Anyone who has ever slipped on a slick garage floor during a rainy day should investigate garage flooring chicago. Untreated concrete tends to have sweating slab syndrome which can pose a safety risk for slipping or prevent vehicles from stopping properly due to lack of traction. Treating concrete flooring with the appropriate coating will not only provide a safety factor against falls but will also protect it from mold and mildew growth. A bonus is that the appropriate coating can also make your floors look beautiful, resist stains and clean up more easily.

Air Conditioning

The optimal level of humidity in a home should be 30%-50%. Even with air conditioning, it may be hard to stay cool in humid, hot weather, as sweat doesn’t evaporate because the water content in the air is too high.
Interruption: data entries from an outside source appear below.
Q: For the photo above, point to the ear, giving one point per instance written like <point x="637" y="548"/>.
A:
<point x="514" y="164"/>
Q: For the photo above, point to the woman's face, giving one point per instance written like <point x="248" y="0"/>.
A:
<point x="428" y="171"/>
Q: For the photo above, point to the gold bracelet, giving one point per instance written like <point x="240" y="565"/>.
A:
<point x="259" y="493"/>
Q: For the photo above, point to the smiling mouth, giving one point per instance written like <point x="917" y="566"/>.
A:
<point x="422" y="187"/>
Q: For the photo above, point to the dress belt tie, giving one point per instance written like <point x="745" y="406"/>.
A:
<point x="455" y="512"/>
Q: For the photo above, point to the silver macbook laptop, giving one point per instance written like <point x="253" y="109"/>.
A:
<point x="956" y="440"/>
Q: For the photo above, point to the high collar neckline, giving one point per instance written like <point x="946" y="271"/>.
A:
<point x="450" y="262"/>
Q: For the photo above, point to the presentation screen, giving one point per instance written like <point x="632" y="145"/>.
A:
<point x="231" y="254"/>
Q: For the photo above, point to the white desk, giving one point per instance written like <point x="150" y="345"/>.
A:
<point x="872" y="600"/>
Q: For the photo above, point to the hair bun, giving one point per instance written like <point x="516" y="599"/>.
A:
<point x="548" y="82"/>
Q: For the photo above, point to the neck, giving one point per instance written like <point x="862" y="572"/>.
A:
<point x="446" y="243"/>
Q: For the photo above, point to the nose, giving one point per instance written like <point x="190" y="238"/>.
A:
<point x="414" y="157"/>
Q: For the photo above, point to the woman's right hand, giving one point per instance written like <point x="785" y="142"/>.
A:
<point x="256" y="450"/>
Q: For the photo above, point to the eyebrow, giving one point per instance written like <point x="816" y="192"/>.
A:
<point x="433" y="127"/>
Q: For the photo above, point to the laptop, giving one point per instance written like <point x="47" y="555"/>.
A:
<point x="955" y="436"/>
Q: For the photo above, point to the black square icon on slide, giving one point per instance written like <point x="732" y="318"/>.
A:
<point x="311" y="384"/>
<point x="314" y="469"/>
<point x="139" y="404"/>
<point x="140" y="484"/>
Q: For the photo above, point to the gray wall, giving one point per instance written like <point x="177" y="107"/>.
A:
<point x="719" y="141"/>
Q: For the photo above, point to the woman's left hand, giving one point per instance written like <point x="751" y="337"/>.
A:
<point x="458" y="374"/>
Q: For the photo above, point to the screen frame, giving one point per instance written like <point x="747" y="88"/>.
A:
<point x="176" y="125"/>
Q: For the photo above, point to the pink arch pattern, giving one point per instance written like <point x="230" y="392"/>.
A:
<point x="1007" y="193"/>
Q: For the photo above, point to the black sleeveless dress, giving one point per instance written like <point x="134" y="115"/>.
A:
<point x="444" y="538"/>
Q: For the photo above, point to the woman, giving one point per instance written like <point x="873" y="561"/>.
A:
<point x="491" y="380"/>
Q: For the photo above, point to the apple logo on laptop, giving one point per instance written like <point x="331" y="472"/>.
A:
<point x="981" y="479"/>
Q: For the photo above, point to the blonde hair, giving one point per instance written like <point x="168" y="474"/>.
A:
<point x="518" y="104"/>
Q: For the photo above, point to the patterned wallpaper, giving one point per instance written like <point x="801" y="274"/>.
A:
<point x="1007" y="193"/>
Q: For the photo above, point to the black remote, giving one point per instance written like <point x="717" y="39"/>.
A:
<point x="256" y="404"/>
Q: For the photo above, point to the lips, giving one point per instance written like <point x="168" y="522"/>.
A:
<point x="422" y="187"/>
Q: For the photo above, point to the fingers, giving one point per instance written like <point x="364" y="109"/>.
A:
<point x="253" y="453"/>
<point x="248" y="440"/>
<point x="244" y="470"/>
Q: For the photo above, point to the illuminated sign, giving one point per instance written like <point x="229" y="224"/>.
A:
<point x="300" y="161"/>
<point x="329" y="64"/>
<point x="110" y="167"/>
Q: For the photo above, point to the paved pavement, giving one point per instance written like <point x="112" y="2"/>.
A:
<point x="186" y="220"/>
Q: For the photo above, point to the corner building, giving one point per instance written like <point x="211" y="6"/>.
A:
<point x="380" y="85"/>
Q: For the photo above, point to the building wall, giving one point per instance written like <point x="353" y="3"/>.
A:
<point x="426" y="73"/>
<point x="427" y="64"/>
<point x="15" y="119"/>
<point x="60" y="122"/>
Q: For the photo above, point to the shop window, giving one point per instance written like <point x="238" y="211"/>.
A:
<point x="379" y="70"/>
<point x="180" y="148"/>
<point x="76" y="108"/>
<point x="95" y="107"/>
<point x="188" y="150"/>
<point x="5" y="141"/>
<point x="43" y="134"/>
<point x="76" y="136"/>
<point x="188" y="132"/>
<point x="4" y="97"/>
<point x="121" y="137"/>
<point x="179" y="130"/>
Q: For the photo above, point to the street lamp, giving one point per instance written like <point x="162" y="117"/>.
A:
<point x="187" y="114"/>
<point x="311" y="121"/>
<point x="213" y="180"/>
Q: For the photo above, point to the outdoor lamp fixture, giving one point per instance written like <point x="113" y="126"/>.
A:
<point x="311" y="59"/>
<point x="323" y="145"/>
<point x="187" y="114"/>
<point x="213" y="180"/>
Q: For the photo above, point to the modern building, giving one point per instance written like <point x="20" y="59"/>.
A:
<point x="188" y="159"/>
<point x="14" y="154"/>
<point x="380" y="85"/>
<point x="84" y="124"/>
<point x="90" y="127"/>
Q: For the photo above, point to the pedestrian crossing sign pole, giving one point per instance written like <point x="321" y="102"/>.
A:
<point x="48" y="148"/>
Your air conditioning unit can help to reduce the humidity levels if kept between 68 and 72 degrees. Some systems may have a dry setting that can also be used to help keep the moisture levels in check. 

Plants

Houseplants are not only beautiful but can help clean and dehumidify the air in your home. Desert dwellers like aloe and yucca actually take water from the air. Air plants like tillandsia take water and nutrients from the atmosphere around them, as well. Common plants like peace lilies, Boston ferns and English ivy reduce humidity and also absorb toxic substances like formaldehyde, acetone and benzene to keep your family breathing clean and safe air. For maximum dehumidifying effects, hang ferns or ivy closer to the ceiling.

Weatherstripping

An often overlooked remedy for excess humidity in the home is the seals on doors and windows that can let dry air out and moist air in. If you can feel drafts near either your doors or windows, you need weatherstripping.